He went on to explain how he had traced Angus' journey in the spectragraph, how his men had followed Angus' course in globe ships to bring the god of Karr to the Citadel. He said, "You were beaten. Whipped. My messengers told me that you were hemmed in, your men chopped to thumbits. And yet—yet you come here—"

Madness glinted in the Diktor's eyes. His right hand moved like lightning, and the blue metal of a disintegrator caught fire from the soft luminescence of the walls.

The Diktor was swift but Tandor was faster. His hand blurred and a glittering longsword jumped the five feet that separated them. It drove the dead body of the Diktor back three steps to the ruby throne. He fell at its base and a pool of blood grew larger on the floor.

The Hierarch shrugged and put a pellet to his mouth. The poison acted with incredible speed. He was falling as the chamber door opened and a gently smiling Stasor entered, leaning on his staff.

Angus and Moana stood on the heights of the Citadel and looked down at the Lower City. They saw the thatched roofs no longer, but instead tidy houses, clean streets and healthy children. Men and women walked with pride, their bodies clean, enjoying the new life that Stasor and the Book of Nard could bring them. It would take time, all that. But it would come.
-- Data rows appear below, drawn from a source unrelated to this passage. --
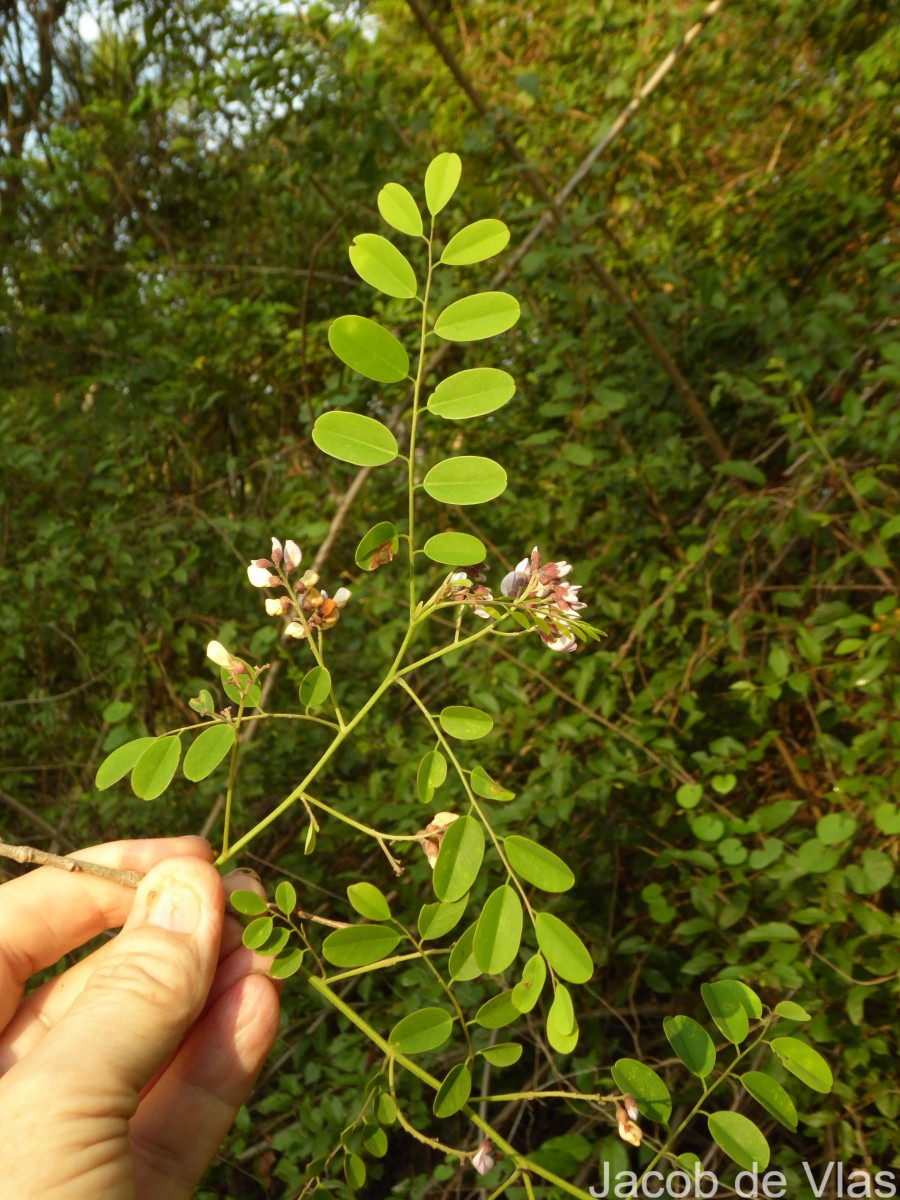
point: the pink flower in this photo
(543, 591)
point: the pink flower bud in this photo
(222, 658)
(483, 1159)
(293, 556)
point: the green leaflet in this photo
(442, 178)
(369, 348)
(473, 318)
(207, 750)
(455, 549)
(354, 438)
(472, 393)
(475, 243)
(498, 931)
(468, 479)
(383, 267)
(460, 859)
(400, 210)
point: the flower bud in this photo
(222, 658)
(293, 556)
(261, 576)
(483, 1159)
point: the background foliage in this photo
(706, 425)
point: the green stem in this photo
(414, 421)
(327, 755)
(665, 1151)
(391, 1053)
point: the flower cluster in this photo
(484, 1157)
(627, 1121)
(468, 587)
(313, 606)
(545, 593)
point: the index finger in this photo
(49, 912)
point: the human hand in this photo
(120, 1077)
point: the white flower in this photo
(222, 658)
(483, 1159)
(293, 556)
(262, 576)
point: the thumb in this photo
(149, 989)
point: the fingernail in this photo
(175, 907)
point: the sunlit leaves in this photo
(646, 1087)
(247, 904)
(691, 1043)
(563, 949)
(287, 964)
(461, 853)
(766, 1091)
(436, 919)
(562, 1026)
(118, 763)
(378, 546)
(455, 549)
(527, 991)
(316, 688)
(442, 178)
(537, 864)
(382, 265)
(503, 1054)
(462, 960)
(465, 724)
(354, 438)
(498, 931)
(497, 1012)
(472, 393)
(791, 1011)
(454, 1092)
(207, 750)
(475, 317)
(155, 768)
(804, 1062)
(419, 1032)
(257, 933)
(741, 1140)
(731, 1005)
(431, 774)
(475, 243)
(486, 787)
(468, 479)
(369, 901)
(369, 348)
(286, 897)
(400, 210)
(359, 946)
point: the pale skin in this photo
(120, 1077)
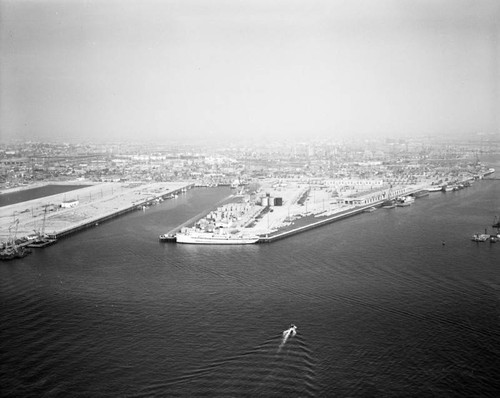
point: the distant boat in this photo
(480, 237)
(389, 204)
(167, 238)
(405, 201)
(290, 332)
(207, 238)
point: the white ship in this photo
(208, 238)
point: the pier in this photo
(91, 206)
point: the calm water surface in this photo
(382, 308)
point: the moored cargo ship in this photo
(207, 238)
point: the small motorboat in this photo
(292, 331)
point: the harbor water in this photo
(396, 302)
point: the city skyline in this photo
(225, 70)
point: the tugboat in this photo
(167, 238)
(11, 252)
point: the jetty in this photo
(63, 214)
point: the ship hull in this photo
(214, 240)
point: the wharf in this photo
(310, 222)
(96, 204)
(315, 224)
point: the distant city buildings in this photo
(344, 166)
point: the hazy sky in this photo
(178, 70)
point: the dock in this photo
(93, 205)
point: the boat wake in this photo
(290, 332)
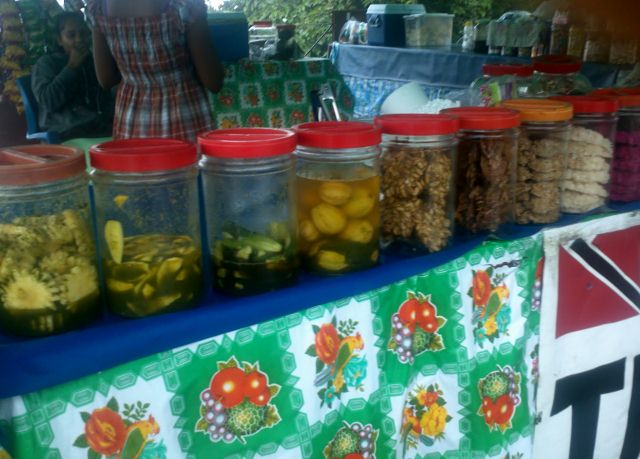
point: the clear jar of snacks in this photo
(542, 156)
(591, 140)
(500, 82)
(338, 188)
(486, 169)
(249, 199)
(558, 76)
(148, 222)
(418, 187)
(48, 276)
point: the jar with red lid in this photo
(501, 82)
(418, 187)
(589, 153)
(542, 158)
(250, 210)
(558, 76)
(625, 168)
(48, 276)
(486, 169)
(148, 222)
(338, 186)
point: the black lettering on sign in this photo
(582, 392)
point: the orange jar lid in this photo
(540, 110)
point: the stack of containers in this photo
(418, 187)
(48, 276)
(590, 153)
(338, 189)
(486, 169)
(249, 202)
(500, 82)
(148, 221)
(542, 154)
(625, 172)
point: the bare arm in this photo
(208, 67)
(106, 68)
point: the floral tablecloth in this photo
(275, 93)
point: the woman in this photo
(70, 100)
(162, 53)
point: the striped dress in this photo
(160, 95)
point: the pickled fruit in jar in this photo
(48, 278)
(247, 262)
(155, 272)
(338, 222)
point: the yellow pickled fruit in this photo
(335, 193)
(328, 219)
(358, 231)
(308, 231)
(114, 237)
(331, 261)
(360, 204)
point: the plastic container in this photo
(625, 172)
(558, 76)
(385, 23)
(338, 188)
(263, 40)
(587, 176)
(148, 222)
(418, 187)
(486, 170)
(229, 32)
(47, 253)
(542, 157)
(428, 30)
(252, 235)
(501, 82)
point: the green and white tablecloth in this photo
(442, 364)
(275, 93)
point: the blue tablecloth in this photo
(32, 364)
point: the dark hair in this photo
(67, 16)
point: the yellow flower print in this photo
(434, 420)
(490, 326)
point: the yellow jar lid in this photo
(540, 110)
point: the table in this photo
(373, 72)
(323, 358)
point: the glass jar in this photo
(148, 222)
(542, 154)
(48, 276)
(486, 169)
(418, 188)
(558, 76)
(338, 189)
(252, 236)
(501, 82)
(591, 140)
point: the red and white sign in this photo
(589, 389)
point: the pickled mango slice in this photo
(114, 238)
(328, 219)
(335, 193)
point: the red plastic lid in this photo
(36, 164)
(484, 118)
(247, 143)
(626, 97)
(417, 124)
(516, 69)
(589, 104)
(142, 155)
(338, 134)
(556, 64)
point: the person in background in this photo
(161, 52)
(64, 83)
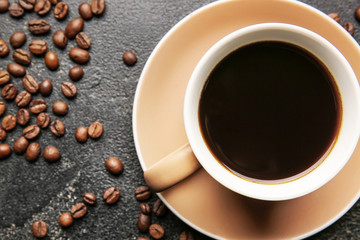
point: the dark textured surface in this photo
(30, 192)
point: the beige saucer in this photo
(158, 127)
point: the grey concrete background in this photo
(42, 191)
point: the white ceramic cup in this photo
(163, 175)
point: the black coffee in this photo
(270, 110)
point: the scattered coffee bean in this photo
(85, 11)
(38, 26)
(43, 120)
(95, 130)
(89, 198)
(57, 128)
(156, 231)
(16, 70)
(129, 58)
(114, 165)
(66, 220)
(32, 152)
(23, 118)
(61, 9)
(38, 47)
(60, 108)
(20, 145)
(74, 27)
(37, 106)
(142, 193)
(51, 60)
(52, 154)
(39, 229)
(17, 39)
(111, 195)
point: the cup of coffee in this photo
(271, 111)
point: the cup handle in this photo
(172, 169)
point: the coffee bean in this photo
(95, 130)
(16, 70)
(66, 220)
(38, 47)
(89, 198)
(114, 165)
(74, 27)
(43, 120)
(111, 195)
(57, 128)
(156, 231)
(32, 152)
(97, 6)
(79, 55)
(23, 118)
(51, 154)
(129, 58)
(144, 222)
(17, 39)
(78, 210)
(39, 229)
(61, 9)
(51, 60)
(22, 57)
(142, 193)
(75, 73)
(20, 145)
(60, 108)
(38, 26)
(85, 11)
(9, 91)
(59, 38)
(37, 106)
(83, 40)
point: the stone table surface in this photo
(42, 191)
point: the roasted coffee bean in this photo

Moana moved gently. Her hand caught his. He turned her head up and his lips settled on hers.

A hundred feet away, Tandor grinned. "A martyr, I called him," he told the night.

He thought of a black-haired noblewoman who had been widowed in the night's fighting. Tandor rubbed his head again and chuckled. He tiptoed from the gardens.


[Transcriber's Note: No Section III heading in original text.]